Seiring peningkatan itu, Badan Kebijakan Fiskal (BKF) Kementerian Keuangan memperkirakan produksi SPM turun hingga 3,3 persen

“Kami sudah melakukan simulasi produksi rokok 2021 ini yang diestimasi turun 2,2 hingga 3,3 persen,” papar Kepala Sub Bidang Cukai BKF Kementerian Keuangan, Sarno, seperti dilansir Antara, Selasa (2/2).

Total produksi untuk keseluruhan jenis produksi sepanjang 2020, tercatat mencapai 298,4 miliar batang.

Dengan estimasi penurunan produksi, Kementerian Keuangan memperkirakan penurunan volume produksi rokok 2021 mencapai sekitar 288 miliar batang.

Jika dibandingkan 2020, kenaikan cukai hasil tembakau sebesar 23 persen membuat jumlah produksi rokok menurun hingga 11 persen.

“Dengan kenaikan rata-rata 12,5 persen tarif cukai rokok, diperkirakan indeks keterjangkauan atau affordability index naik dari 12,2 persen menjadi 13,7 hingga 14 persen,” beber Sarno.

“Dengan kenaikan tarif cukai mulai Februari 2021, harga rokok akan semakin tidak terjangkau oleh masyarakat,” tegasnya.

Selain indeks keterjangkauan, angka prevalensi merokok dewasa diestimasi turun menjadi 32,3 hingga 32,4 persen.

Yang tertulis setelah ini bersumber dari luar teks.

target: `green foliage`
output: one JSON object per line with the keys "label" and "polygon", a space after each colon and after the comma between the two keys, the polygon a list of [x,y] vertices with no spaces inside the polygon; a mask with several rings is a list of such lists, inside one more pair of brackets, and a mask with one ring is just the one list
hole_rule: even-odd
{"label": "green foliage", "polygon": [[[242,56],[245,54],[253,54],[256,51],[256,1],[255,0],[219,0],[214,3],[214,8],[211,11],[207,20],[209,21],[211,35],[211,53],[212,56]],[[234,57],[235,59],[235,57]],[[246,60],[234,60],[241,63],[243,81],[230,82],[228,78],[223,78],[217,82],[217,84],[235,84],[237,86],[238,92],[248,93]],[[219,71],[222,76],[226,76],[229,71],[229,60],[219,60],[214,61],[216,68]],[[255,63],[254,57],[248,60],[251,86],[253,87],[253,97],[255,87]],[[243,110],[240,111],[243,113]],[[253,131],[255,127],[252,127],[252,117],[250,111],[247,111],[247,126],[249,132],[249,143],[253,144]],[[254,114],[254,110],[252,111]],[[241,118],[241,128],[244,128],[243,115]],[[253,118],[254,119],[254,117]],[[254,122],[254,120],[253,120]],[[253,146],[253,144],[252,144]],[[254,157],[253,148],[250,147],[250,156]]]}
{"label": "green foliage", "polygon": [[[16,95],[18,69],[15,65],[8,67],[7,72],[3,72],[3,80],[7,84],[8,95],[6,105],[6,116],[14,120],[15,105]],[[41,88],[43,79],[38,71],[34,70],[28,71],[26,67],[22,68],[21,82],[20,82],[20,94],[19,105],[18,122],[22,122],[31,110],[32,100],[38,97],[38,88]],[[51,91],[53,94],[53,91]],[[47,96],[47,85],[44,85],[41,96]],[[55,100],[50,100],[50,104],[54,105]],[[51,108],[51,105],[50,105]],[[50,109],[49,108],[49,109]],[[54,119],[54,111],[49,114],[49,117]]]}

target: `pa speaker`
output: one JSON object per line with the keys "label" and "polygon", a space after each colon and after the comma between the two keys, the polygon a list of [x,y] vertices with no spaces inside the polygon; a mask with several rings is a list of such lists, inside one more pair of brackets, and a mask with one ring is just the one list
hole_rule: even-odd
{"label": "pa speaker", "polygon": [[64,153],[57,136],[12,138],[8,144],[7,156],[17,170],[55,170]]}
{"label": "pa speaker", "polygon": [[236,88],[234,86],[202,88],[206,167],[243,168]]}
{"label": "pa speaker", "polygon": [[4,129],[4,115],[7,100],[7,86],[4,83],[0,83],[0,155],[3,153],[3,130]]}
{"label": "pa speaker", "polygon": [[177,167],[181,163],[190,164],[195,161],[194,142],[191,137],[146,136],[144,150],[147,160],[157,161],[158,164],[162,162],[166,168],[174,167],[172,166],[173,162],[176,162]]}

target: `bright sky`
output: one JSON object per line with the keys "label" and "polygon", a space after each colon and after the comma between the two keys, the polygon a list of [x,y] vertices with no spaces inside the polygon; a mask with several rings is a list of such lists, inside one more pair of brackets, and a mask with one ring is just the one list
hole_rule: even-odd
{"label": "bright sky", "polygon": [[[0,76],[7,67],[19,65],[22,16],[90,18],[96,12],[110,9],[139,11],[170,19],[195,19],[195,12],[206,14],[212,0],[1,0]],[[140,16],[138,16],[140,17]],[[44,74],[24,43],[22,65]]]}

Kemudian anak-anak hingga remaja turun menjadi 8,8 hingga 8,9 persen.

“Penurunan itu konsisten dengan target Rencana Pembangunan Jangka Menengah (RPKMN) 2020-2024 sebesar 8,7 persen,” jelas Sarno.

Kebijakan cukai baru juga diharapkan mendorong penerimaan negara yang ditargetkan mencapai Rp173,78 triliun.

Sedangkan penerimaan selama 2020 dari cukai hasil tembakau mencapai Rp170,24 triliun atau naik dibandingkan realisasi 2019 mencapai Rp164,87 triliun.

Capaian itu juga lebih tinggi dari target penerimaan cukai hasil tembakau sesuai Perpres 72/2020 mencapai Rp164,94 triliun.

Sebelumnya pemerintah menetapkan tarif cukai SKM I mencapai 16,9 persen atau Rp125 menjadi Rp865 per batang.

Kemudian SKM II-A naik 13,8 persen sebesar Rp65 menjadi Rp535 per batang, serta SKM II-B naik 15,4 persen menjadi Rp525 per batang.

Sementara SPM I naik 18,4 persen sebesar Rp145 menjadi Rp935 per batang, SPM II-A naik 16,5 persen menjadi Rp565 per batang dan SPM II-B naik 18,1 persen sebesar Rp70 menjadi Rp555 per batang.

Perbedaan tarif SKM dan SPM disebabkan kandungan. SPM menggunakan tembakau impor, sedangkan SKM merupakan rokok yang menggunakan cengkeh dan tembakau lokal.